MARYLAND'S MEDICAL CANNABIS PROGRAM TECHNICALLY BANS FOOD PRODUCTS -- 
YET SELLS PLENTY OF EDIBLE ITEMS

Maryland has banned food from its medical cannabis program but it
still provides ways for patients to ingest the drug.

Dave hadn't slept for more than three hours straight after a series of
botched surgeries 18 years ago left him with chronic pain so intense
it kept him awake at night. Relief was hard to come by -- until he
made a tray of marijuana-infused brownies. Half of a small fudgy
square was enough to put him to sleep for 14 hours.

"It was the first thing I found that worked for the nerve pain," he
said.

Medical marijuana has since become part of the 62-year-old's
pain-management regimen, and he's one of thousands of patients in
Maryland who are ingesting cannabis extracts to treat their conditions.

For a state that has banned food from its medical cannabis program,
Maryland provides plenty of ways for patients to ingest the drug.
Patients won't find pot brownies on local dispensary shelves, but a
gray area in the law allows the shops to sell tinctures, tablets,
powders and drinks alongside machines customers can use to make
cannabis-infused oils. While state regulators worry the sale of
cannabis-infused sweets would cross into recreational practice, they
say they are working to better define which edibles are appropriate
for the state's medical market as demand for such products flourishes.

It's easy to see why some patients prefer ingesting marijuana extracts
to smoking it. It's a discreet alternative that provides patients a
more precise method of dosing. The drug's effects take more time to
activate when it's ingested, but they also last longer.

Maryland is one of 30 states, plus Washington, D.C., that have a
regulated medical marijuana market. Nine of those states also allow
the recreational use of marijuana. Some states, such as Ohio, permit
cannabis-infused foods as part of their medical marijuana programs.
Others, like Arizona, do not allow the sale of any edible forms of the
drug.

When medical marijuana first hit Maryland's market in December, the
only infused products available were vape pens. Product lines have
since expanded, coinciding with an increase in the number of patients,
growth in the number of operating dispensaries and a boost in medical
cannabis sales. Maryland dispensaries sold 15,317 infused products --
items other than dried marijuana including edibles, vape cartridges
and patches -- in December.
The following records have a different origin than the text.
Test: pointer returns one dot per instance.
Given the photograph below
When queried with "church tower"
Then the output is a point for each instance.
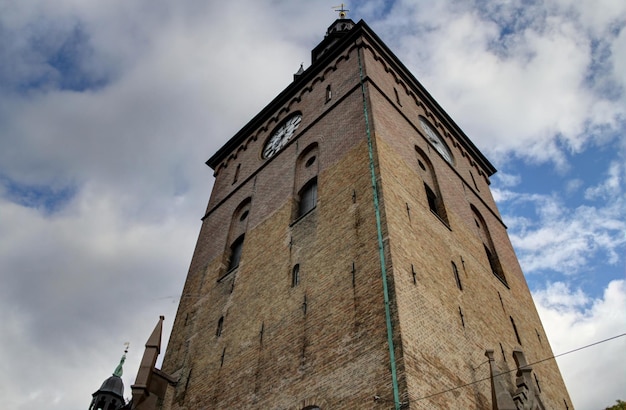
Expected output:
(110, 396)
(352, 257)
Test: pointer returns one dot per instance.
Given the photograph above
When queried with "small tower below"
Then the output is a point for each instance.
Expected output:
(110, 396)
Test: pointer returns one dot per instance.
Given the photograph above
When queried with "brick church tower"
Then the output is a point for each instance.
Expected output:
(352, 257)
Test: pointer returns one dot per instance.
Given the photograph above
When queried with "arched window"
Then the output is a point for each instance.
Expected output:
(305, 189)
(236, 234)
(235, 253)
(490, 251)
(457, 278)
(431, 187)
(307, 197)
(295, 276)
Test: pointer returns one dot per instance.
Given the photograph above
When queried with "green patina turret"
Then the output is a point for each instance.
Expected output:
(110, 396)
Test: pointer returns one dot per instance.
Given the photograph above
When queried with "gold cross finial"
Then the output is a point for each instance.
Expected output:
(342, 11)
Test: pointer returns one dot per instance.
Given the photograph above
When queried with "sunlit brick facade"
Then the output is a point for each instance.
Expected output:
(362, 264)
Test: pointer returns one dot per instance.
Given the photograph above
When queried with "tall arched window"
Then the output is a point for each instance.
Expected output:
(235, 253)
(295, 276)
(307, 197)
(490, 251)
(307, 168)
(236, 234)
(431, 187)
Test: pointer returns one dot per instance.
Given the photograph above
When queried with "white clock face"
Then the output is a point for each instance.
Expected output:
(281, 136)
(436, 141)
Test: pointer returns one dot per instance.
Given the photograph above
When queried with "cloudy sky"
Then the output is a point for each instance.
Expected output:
(108, 110)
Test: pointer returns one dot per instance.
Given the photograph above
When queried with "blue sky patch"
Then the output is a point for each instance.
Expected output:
(45, 198)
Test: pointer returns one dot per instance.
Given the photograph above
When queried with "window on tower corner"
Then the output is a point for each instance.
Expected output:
(235, 253)
(307, 197)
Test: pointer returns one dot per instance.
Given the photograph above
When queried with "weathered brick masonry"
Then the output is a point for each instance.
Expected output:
(251, 338)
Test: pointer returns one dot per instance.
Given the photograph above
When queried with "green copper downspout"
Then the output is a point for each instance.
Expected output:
(381, 246)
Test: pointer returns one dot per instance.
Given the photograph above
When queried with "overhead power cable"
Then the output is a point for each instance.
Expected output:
(514, 370)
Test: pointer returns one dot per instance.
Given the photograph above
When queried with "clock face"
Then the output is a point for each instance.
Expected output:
(281, 135)
(436, 141)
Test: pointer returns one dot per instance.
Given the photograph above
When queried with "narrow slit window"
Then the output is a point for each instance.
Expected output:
(474, 181)
(295, 276)
(236, 177)
(395, 91)
(515, 330)
(235, 253)
(308, 197)
(457, 278)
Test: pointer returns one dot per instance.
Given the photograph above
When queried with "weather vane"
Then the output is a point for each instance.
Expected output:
(342, 11)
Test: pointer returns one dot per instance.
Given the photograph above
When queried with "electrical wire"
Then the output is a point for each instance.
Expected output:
(514, 370)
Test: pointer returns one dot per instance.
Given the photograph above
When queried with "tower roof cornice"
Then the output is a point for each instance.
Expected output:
(337, 39)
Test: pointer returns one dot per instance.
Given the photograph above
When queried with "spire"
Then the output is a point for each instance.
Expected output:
(119, 370)
(342, 11)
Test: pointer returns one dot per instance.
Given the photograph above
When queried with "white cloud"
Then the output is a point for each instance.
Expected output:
(573, 320)
(527, 65)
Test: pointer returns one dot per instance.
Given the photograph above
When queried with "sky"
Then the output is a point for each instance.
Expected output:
(109, 109)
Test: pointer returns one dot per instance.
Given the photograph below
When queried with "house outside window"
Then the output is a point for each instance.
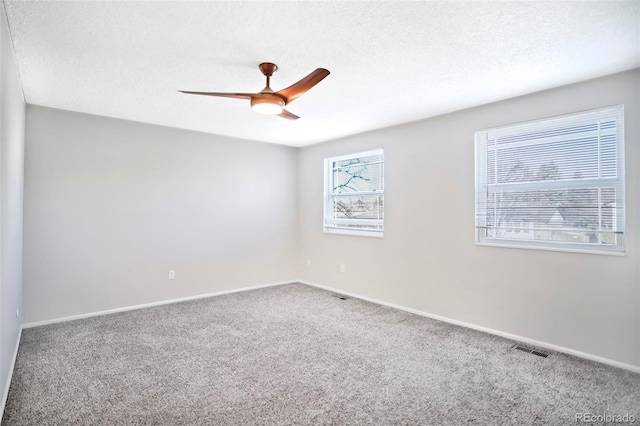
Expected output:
(555, 184)
(354, 194)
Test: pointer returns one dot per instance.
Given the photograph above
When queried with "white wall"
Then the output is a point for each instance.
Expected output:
(12, 118)
(112, 205)
(427, 259)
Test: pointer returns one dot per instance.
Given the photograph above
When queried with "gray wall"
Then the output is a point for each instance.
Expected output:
(427, 259)
(12, 118)
(112, 205)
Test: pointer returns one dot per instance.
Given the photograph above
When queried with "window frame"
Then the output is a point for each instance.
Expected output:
(331, 225)
(482, 187)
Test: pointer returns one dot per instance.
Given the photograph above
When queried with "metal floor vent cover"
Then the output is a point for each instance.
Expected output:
(340, 296)
(530, 351)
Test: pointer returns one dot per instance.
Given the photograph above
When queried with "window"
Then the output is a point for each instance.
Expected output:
(556, 183)
(354, 194)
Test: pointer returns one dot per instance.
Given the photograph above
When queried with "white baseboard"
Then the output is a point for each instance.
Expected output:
(521, 339)
(149, 305)
(5, 390)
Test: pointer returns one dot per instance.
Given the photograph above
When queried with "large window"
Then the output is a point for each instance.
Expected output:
(556, 183)
(354, 194)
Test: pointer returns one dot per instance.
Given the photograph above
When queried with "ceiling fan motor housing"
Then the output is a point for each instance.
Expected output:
(265, 104)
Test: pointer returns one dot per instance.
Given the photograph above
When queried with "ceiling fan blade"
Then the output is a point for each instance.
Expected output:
(286, 114)
(222, 94)
(292, 92)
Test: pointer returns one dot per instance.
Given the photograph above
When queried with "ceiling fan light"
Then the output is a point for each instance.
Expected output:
(270, 106)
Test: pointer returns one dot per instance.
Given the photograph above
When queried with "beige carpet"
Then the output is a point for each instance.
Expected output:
(295, 354)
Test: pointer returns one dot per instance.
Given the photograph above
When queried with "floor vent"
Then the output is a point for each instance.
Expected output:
(340, 296)
(530, 351)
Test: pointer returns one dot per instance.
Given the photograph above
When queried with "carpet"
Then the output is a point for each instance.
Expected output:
(297, 355)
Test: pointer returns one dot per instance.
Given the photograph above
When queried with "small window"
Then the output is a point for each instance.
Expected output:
(354, 194)
(556, 183)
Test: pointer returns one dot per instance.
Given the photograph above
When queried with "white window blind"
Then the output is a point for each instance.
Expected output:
(354, 194)
(556, 183)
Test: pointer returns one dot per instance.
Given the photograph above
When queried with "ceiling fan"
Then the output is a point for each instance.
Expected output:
(269, 102)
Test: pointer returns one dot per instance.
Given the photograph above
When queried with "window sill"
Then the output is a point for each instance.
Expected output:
(547, 248)
(354, 232)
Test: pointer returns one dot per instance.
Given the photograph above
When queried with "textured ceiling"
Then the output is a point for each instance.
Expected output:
(390, 62)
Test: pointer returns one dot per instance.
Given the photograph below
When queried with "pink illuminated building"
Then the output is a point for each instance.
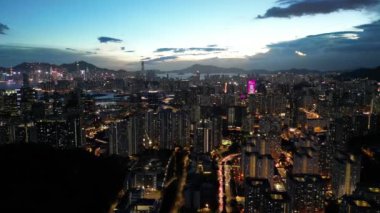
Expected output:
(251, 87)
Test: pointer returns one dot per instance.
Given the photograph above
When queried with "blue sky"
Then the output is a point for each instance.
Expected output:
(173, 34)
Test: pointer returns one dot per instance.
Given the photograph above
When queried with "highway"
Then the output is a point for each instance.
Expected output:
(224, 177)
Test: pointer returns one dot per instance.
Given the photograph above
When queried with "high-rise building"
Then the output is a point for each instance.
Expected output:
(277, 202)
(307, 192)
(255, 190)
(346, 175)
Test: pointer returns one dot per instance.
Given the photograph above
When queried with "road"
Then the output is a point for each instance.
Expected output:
(224, 177)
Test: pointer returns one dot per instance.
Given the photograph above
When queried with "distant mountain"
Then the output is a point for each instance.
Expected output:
(299, 71)
(208, 69)
(214, 69)
(72, 67)
(370, 73)
(27, 67)
(81, 65)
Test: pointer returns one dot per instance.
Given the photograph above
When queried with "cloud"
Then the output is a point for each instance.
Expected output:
(182, 50)
(295, 8)
(162, 59)
(299, 53)
(104, 39)
(328, 51)
(3, 28)
(13, 55)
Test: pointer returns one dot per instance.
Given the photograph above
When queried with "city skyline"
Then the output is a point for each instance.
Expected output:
(175, 34)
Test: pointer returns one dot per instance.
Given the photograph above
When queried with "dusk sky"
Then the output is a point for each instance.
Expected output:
(174, 34)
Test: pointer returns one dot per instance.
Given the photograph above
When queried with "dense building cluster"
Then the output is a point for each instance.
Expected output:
(268, 142)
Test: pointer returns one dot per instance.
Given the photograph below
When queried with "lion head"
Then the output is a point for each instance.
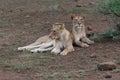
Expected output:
(77, 20)
(57, 30)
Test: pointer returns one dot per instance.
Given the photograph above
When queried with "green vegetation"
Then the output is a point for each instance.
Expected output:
(109, 6)
(113, 34)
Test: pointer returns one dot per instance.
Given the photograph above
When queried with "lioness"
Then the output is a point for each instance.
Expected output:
(79, 33)
(63, 39)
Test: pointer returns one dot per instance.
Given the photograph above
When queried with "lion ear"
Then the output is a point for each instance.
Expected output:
(83, 17)
(72, 16)
(62, 26)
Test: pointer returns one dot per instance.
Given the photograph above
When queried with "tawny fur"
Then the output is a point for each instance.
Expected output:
(79, 33)
(63, 39)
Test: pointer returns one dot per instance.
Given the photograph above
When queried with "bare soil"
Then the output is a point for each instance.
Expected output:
(23, 21)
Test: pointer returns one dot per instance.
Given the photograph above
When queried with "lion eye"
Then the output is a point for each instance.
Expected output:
(54, 31)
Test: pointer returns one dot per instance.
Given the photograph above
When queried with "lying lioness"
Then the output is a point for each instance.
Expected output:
(63, 39)
(59, 40)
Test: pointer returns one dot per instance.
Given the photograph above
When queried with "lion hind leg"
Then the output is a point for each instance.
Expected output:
(67, 50)
(79, 43)
(41, 50)
(87, 40)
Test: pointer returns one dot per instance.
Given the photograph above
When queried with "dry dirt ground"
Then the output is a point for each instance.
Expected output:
(23, 21)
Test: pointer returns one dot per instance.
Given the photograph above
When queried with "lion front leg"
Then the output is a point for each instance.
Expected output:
(57, 49)
(87, 40)
(29, 47)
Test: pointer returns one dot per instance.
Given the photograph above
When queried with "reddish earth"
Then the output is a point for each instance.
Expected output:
(22, 22)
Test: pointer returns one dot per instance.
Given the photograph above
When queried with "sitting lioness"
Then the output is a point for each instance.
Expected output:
(63, 39)
(79, 33)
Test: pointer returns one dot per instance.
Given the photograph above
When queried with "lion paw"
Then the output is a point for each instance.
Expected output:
(85, 45)
(63, 53)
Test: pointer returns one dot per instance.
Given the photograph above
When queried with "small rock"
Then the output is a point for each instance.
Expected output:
(106, 66)
(108, 75)
(93, 55)
(91, 3)
(27, 16)
(78, 5)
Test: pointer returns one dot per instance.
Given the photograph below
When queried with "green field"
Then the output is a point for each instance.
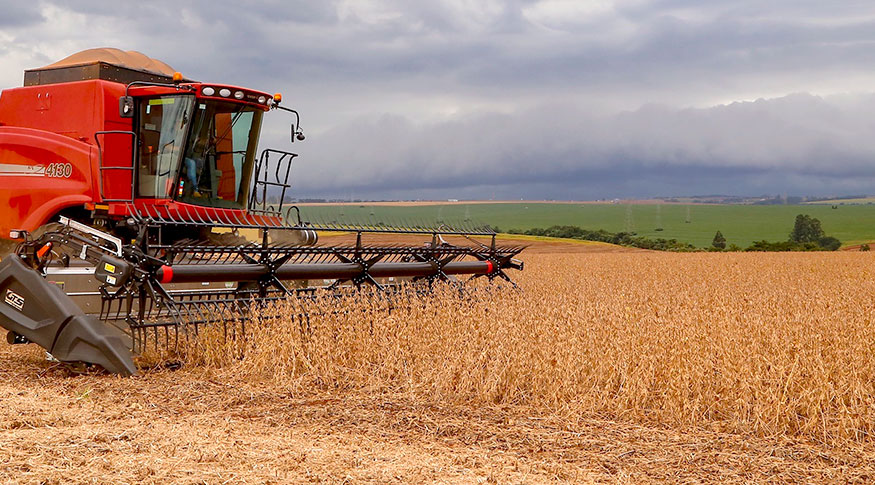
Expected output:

By July, that figure increased five-fold
to 77,216 products sold in the month.

Monthly dispensary sales topped $9.6 million in July, up from $1.8
million in December, according to data from the Maryland Medical
Cannabis Commission. Dried marijuana still dominates sales, but
dispensary owners and managers say patients can't get enough of
ingestible products.

For a first-time visitor walking into Pure Life Wellness, the range of
products at the Federal Hill dispensary is surprising. Edible items,
vape cartridges and weed journals line the shop's shelves. The faint
scent of marijuana hangs in the shop, and dried leaves sit in jars
under glass.

Jackie Doloway, owner of Pure Life Wellness, showcases a variety of
tablets made by Dixie, a national brand of infused cannabis products,
that she says are a favorite among customers. Some of the tablets calm
anxiety; others have energizing effects.

Medical marijuana is now available in Maryland, more than four years
after the General Assembly passed a law legalizing it.

Standing up the industry -- with growers, processors, dispensaries and
doctors -- took longer than expected. The law needed to be tweaked,
rules needed to be written and legal...

"They're great just for anyone who's battling aE& insomnia or anxiety
throughout the day," Doloway said.

Lori Dodson, deputy director for the Maryland Medical Cannabis
Commission, said the commission wants to make more of those products
available to give patients options for medicating.

Food is excluded from the local market because the commission does not
want to conflate the medical intent of the state's marijuana program
with the drug's recreational allure. Butt the state is looking to
revise language in the law to better define what cannabis products are
considered food, Dodson said.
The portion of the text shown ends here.